9. CMPC: pulp, paper, and household brands
CMPC is the other large Chilean forestry and pulp group, alongside the Arauco business inside Copec. It is better diversified into tissue and consumer paper products, with brands sold across Latin America. The company is controlled by the Matte family and is closely tied to global pulp prices, which means earnings can swing with international demand and supply cycles.
For investors who want exposure to a more industrial side of the Chilean market, CMPC is a name worth knowing. It trades locally on the Bolsa de Santiago and does not have a US ADR.
10. LATAM Airlines Group: a cyclical recovery story
LATAM Airlines Group (LTM) rounds out the top 10 and brings a very different risk profile. It is the largest airline group in Latin America, headquartered in Santiago and active across Chile, Brazil, Colombia, Peru, Ecuador, and Argentina. After a Chapter 11 restructuring, it returned to public markets in 2022 and has been rebuilding since then.
LATAM is a classic cyclical stock. Fuel prices, currency moves, and travel demand all matter, and results can swing quickly. For investors who want regional travel exposure, the stock offers something few Chilean names can match. It trades as LTM on the Bolsa de Santiago and also as an ADR in New York.
What the ranking says about the Chilean stock market
The first lesson is concentration. Chile’s equity market is small, and a few large names dominate the IPSA. That means a portfolio of several Chilean blue chips can still be highly exposed to the same currency, the same policy environment, and similar macro shocks. Diversification inside Chile helps, but it does not create true balance on its own.
The second lesson is sector imbalance. Banking, retail, mining, utilities, and forestry dominate the list, while technology, healthcare, and biotech are nearly absent at the large-cap level. The market reflects the structure of the economy: exports, credit, consumption, and regulated utilities carry more weight than innovation-led growth.
The third lesson is ownership. Family control remains central across many of the biggest Chilean companies, from the Luksics and Angelinis to the Mattes, Yarurs, Solaris, and Paulmanns. For investors, that can mean stability, but it also affects governance, dividends, and the pace of strategic change.
How Chilean and foreign investors can buy these stocks
If you live in Chile, the simplest route is a local brokerage account. Platforms such as Fintual, Renta 4 Chile, Banchile, BCI Inversiones, and Bice Inversiones let retail investors buy Bolsa de Santiago-listed shares directly. Some investors also gain indirect exposure through mutual funds or AFP pension allocations, especially through the more equity-heavy funds.

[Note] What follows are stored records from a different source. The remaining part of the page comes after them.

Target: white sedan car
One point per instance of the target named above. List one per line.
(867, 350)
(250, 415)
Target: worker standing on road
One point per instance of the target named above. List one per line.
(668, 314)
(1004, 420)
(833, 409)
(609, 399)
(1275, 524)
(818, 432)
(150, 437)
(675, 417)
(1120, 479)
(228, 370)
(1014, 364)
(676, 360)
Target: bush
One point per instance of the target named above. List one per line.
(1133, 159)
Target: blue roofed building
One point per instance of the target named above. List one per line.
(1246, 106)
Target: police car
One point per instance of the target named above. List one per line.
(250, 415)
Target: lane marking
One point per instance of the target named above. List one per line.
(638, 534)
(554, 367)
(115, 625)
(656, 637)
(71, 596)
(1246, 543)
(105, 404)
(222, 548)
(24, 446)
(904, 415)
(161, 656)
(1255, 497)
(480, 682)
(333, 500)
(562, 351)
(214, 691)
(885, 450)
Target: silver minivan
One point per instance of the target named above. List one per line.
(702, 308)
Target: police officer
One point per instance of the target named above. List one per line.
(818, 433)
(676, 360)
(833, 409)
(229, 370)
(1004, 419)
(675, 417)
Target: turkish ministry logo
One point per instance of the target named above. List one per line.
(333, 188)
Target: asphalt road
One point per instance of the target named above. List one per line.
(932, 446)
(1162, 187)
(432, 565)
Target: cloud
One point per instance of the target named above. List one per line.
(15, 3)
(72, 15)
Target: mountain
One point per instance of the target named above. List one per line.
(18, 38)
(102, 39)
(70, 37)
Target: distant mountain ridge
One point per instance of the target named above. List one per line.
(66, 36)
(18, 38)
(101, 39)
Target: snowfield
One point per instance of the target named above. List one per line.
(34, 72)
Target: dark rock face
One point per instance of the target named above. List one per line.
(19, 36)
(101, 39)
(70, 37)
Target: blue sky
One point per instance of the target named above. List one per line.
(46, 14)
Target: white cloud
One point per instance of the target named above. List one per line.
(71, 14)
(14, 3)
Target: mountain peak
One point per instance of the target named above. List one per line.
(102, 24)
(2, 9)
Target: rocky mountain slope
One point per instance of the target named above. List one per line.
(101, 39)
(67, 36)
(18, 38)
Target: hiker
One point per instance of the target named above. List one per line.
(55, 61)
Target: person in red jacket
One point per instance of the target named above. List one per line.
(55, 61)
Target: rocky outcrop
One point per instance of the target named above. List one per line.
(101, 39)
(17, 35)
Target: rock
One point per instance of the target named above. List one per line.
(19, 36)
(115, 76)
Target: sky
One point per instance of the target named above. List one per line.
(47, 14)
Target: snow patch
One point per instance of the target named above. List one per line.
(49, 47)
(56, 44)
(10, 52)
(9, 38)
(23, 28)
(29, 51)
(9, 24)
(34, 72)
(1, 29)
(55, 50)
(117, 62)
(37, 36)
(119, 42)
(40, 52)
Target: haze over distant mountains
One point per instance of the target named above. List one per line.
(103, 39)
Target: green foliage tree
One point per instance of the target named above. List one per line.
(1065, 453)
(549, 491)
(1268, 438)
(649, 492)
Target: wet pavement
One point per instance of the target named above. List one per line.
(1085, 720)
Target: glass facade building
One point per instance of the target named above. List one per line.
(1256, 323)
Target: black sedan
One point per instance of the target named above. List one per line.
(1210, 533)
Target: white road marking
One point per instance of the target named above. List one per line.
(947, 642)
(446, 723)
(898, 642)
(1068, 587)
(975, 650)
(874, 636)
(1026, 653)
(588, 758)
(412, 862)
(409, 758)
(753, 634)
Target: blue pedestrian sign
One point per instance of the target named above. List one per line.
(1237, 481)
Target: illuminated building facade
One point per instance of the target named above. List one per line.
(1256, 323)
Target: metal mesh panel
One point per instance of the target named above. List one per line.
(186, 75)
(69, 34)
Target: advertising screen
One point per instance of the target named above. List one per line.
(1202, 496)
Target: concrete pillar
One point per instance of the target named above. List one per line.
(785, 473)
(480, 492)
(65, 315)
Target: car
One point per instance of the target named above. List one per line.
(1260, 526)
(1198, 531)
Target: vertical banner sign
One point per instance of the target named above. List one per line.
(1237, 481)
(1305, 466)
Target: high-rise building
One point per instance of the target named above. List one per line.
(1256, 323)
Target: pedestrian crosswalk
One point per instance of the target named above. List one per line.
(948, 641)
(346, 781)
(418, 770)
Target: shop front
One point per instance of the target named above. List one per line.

If you are outside Chile, the ADR route can be easier. SQM, Banco de Chile, Santander Chile, Cencosud, Enel Chile, and LATAM all trade in New York as US-listed depositary receipts. Another broad option is the iShares MSCI Chile ETF, ticker ECH, which gives diversified exposure to the local market without requiring you to pick individual stocks.
There is one tax point worth checking before buying ADRs as a Chilean resident. The local and US tax treatment can differ depending on the structure of the receipt and the investor’s residence status. Before treating ADRs as a perfect substitute for local shares, it is worth speaking with a Chilean accountant who knows cross-border equity taxation.
A final note on Antofagasta
Antofagasta deserves a mention even though it is not on the main list. The company is one of the world’s largest copper miners, its assets are in northern Chile, and its market value would place it near the very top of any Chilean-capitalization ranking. But it is incorporated in the United Kingdom and trades primarily in London under ticker ANTO, so it does not qualify as a Chilean-listed company in the same sense as the names above.
For investors focused on Chilean copper exposure, it is still a stock to know. Just treat it as a separate case from the IPSA universe.
Legal Notice: Education, not advice. Past results do not guarantee future returns. Investing always involves risks.